Platt was hesitant to predict any specific timeline for robots becoming widespread household accessories. “We are at a point of very rapid change,” he says, referring to generative AI chatbots like ChatGPT or Cloud that have been widely adopted, he says, “One of the reasons I hesitate to make predictions – look what happened with large language models.” “We were so far away and then suddenly – we weren’t.”
A fine line between self-awareness and consciousness
If a robot can improve itself and teach others, does that make it self-aware?
“This robot looks like it’s capable of doing some pretty impressive things like learning,” says Susan Schneider, who studies artificial intelligence at Florida Atlantic University. “But this does not mean that something has a fully developed consciousness or internal awareness, in the sense that biological beings have.”
Schneider points out that a key difference between robots and humans is feeling. “Consciousness is the felt quality of experience,” she says. “When you sip your morning espresso, when you look at the beauty of a sunset, when you have a headache, it feels like something inside is you.”

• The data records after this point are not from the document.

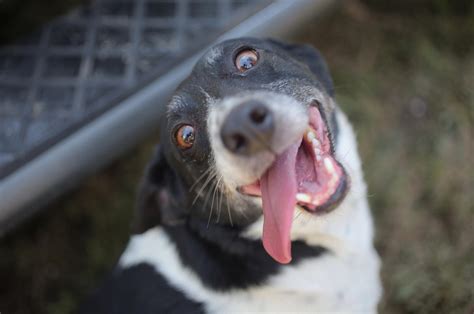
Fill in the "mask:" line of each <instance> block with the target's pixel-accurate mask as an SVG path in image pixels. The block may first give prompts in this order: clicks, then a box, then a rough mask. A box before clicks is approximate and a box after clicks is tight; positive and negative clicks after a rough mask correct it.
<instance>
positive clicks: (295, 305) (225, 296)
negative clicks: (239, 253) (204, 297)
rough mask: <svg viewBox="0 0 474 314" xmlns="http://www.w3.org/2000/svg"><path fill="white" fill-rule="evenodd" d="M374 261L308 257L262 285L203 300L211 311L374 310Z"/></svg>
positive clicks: (225, 293)
mask: <svg viewBox="0 0 474 314" xmlns="http://www.w3.org/2000/svg"><path fill="white" fill-rule="evenodd" d="M375 262H376V261H375V260H371V258H370V257H367V259H366V260H365V261H362V260H359V261H354V260H352V261H351V262H349V263H350V264H351V265H349V263H348V261H346V262H345V261H344V260H341V259H336V258H335V257H332V256H325V257H319V258H314V259H308V260H307V261H305V262H302V263H300V264H298V265H296V266H287V267H285V268H284V269H283V270H282V271H281V272H280V273H279V274H278V275H275V276H272V277H271V278H269V280H268V281H267V283H266V284H264V285H262V286H260V287H254V288H250V289H248V290H245V291H242V290H238V291H234V292H227V293H223V294H220V295H218V296H217V295H216V296H213V297H211V298H209V299H207V300H206V301H205V302H204V303H205V305H206V308H207V310H208V311H209V312H210V313H224V312H225V313H242V312H267V313H275V312H290V313H295V312H298V313H302V312H314V311H318V312H347V311H354V310H359V311H363V312H366V313H367V312H375V306H376V303H377V298H378V292H377V289H378V286H377V283H376V282H377V279H376V276H375V274H374V273H373V271H372V270H371V269H373V268H374V265H373V264H374V263H375ZM367 296H369V298H367Z"/></svg>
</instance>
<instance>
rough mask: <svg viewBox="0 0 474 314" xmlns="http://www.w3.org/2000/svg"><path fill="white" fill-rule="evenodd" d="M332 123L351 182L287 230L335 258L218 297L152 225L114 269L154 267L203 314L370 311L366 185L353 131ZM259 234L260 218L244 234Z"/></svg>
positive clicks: (348, 128)
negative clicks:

But this lack of consciousness raises new questions about morality. “This immediately rings alarm bells in the mind of any AI security researcher,” says Schneider. She says later versions of such technology could potentially be weaponized against humans.
Researchers have taken care to include safety protocols to ensure that robots are not able to hurt people. However, they also acknowledge that future developments in this technology will require guardrails. “I think really soon we should have a regulatory framework governing who operates robots and how,” says Gupta.
Susan Schneider says humans are at a turning point with robotics. “It’s a very exciting time and we don’t know where it’s going,” she says.